IGVF (Impact of Genomic Variation on Function) is an NIH funded consortium bringing together laboratories that generate complex data types via novel experimental assays, often focusing at the single-cell level of gene expression. This work is extended and regularized by laboratories that integrate these unique data using computational analyses to discover the associations and networks between human variation, chromosomal elements and molecular phenotypes for the purpose of elucidating their complex relationship in human cells and tissues. The DACC’s participation enhances the data created by the consortium through the creation of structured procedures for the verification and validation of all submitted data and providing processes for the documentation of metadata that describe each biological sample and assay method. To facilitate access to all the data created, the DACC will construct a state-of-the-art data warehouse, design, and develop robust software to enable data submission, and harden unified data processing pipelines. All experimental and computational results will be made available via the IGVF Portal, developed by the DACC. The DACC is composed of labs from Stanford, Washington University in St. Louis, Northwestern, and Yale.  The power of these human genomic analyses cannot be realized until they have been integrated into standardized and reproducible collections of observations made available with defined metadata and robust tools. 

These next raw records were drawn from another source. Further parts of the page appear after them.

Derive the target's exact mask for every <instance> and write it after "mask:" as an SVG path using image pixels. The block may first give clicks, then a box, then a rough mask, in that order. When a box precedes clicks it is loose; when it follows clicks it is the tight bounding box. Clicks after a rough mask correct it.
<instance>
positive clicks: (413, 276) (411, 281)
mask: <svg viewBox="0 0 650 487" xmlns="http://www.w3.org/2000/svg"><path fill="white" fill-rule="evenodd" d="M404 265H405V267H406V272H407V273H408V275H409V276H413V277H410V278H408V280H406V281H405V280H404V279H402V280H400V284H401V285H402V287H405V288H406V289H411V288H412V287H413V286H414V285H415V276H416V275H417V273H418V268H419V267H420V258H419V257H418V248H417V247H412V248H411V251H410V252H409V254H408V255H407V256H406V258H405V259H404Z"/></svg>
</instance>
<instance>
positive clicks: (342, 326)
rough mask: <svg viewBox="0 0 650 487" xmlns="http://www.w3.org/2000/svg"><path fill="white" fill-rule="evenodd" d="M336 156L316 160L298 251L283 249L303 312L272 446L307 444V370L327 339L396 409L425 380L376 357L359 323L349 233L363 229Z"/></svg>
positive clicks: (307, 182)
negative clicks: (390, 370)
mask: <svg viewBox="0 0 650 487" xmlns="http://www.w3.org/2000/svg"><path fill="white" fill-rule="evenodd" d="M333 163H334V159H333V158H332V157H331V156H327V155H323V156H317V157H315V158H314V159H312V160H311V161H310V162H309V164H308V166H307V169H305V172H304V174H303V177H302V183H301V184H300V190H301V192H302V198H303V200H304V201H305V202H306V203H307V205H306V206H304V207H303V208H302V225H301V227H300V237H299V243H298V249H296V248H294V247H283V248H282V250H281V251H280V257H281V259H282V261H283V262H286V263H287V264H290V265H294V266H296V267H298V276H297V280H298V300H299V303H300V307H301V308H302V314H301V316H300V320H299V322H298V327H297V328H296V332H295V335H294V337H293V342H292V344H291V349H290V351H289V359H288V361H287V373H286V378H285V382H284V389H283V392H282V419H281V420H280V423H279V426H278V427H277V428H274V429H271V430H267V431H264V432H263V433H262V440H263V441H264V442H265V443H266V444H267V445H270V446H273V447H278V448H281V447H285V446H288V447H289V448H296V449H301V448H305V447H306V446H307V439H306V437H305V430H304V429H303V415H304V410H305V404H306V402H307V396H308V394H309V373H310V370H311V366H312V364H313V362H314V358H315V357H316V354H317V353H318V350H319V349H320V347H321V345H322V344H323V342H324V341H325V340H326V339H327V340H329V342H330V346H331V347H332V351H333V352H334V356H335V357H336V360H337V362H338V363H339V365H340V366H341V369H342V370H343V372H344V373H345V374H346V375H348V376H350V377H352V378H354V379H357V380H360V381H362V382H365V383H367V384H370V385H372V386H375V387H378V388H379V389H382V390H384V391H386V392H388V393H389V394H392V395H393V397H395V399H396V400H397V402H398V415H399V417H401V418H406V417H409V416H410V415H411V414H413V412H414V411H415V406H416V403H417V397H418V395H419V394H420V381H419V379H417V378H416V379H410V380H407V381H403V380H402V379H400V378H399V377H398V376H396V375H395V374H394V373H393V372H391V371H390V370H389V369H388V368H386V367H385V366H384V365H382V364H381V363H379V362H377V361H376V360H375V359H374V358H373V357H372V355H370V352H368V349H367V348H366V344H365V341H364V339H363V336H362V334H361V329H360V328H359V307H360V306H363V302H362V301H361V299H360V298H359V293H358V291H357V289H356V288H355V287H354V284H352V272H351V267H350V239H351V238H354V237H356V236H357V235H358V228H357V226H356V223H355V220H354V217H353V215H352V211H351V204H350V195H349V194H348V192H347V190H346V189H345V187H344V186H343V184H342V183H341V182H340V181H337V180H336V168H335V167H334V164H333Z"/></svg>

The Cherry lab focuses on the application of meticulous curation skills to the validation of very large high-quality human genome datasets from the IGVF project.  Our research is to define and apply rigorous methods to create the resources and to distribute this information for the discovery of new knowledge.  All these datasets are integrated via their metadata into a system developed and distributed via a public web resource the IGVF Data Portal ( developed by collaboratively by the Cherry lab and the Washington University teams. The application of this resource requires development of software methods that are useful to all biomedical researchers from computational biologist to clinical researchers.  Our challenge is to develop tools that provide all users access to these data with complete metadata and at the resolution desired.  The result of our work will be a truly useful human online research resource that will meet the user needs for human single gene studies and provide a summarization of many types of information such as regulatory elements and sequence variation. Our partners at Washington University and Northwestern are focused on data visualization and administrative needs of the consortium, Yale helps Stanford with our interactions with computational working groups and network models.

Funding is provided from the US National Institutes of Health, National Human Genome Research Institute via grant HG012012.